Tiga bulan lalu, insiden hampis serupa juga pernah terjadi di Negeri Kiwi. Lebih dari 140 ekor paus pilot (Globicephala) dilaporkan terdampar di pantai Selandia Baru yang terpencil, di mana merupakan kejadian terakhir dalam serangkaian kasus serupa di negara tersebut.

Pada Sabtu malam, Departemen Konservasi (DoC) diberitahu tentang sekumpulan paus pilot yang terdampar di Mason Bay di Pulau Stewart.

Seorang pejalan kaki yang berkemah di lokasi terpencil itu mengatakan kepada pihak berwenang tentang tragedi tersebut, yang menggambarkan, jumlah amat banyak seperti 'tumpukan kacang polong'.

Manajer operasional DoC, Ren Leppens mengatakan bahwa setidaknya separuh dari paus itu mati pada saat staf tiba di tempat kejadian, demikian sebagaimana dikutip dari The Guardian pada Senin, 26 November 2018.

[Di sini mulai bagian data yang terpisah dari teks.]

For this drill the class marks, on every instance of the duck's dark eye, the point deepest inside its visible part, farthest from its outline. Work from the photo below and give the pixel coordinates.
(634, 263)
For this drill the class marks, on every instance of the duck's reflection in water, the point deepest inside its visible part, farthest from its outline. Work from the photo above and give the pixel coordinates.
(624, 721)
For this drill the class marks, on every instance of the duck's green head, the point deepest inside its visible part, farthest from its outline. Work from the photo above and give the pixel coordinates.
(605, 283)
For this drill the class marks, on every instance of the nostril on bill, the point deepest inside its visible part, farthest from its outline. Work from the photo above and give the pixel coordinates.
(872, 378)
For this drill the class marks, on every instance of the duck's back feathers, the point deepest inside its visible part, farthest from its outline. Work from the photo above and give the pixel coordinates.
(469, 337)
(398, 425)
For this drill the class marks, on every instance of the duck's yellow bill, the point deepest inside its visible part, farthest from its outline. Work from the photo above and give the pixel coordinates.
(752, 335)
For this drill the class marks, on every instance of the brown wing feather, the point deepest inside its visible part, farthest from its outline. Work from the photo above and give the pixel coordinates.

"Sayangnya, kemungkinan berhasil mendorong kembali paus yang tersisa ke laut, sangat rendah. Lokasi terpencil, kurangnya personel di dekatnya dan kondisi paus yang semakin memburuk, menjadikan tindakan yang paling manusiawi adalah euthanasia," kata Leppens.

"Namun, itu selalu merupakan keputusan yang memilukan," lanjutnya pilu.

Salah satu sub suku Maori, suku Ngasi Tahu, kini bekerjasama dengan DoC untuk memberkati paus yang mati dan membuat rencana untuk mengadakan penguburan massal.

Terdamparnya hewan laut adalah hal yang umum di Selandia Baru, mengingat negara tersebut merupakan salah satu titik pertemuan terpadat para biota lautan.

Menurut DoC, terjadi rata-rata 85 kasus hewan laut terdampar, dan biasanya adalah biota tunggal.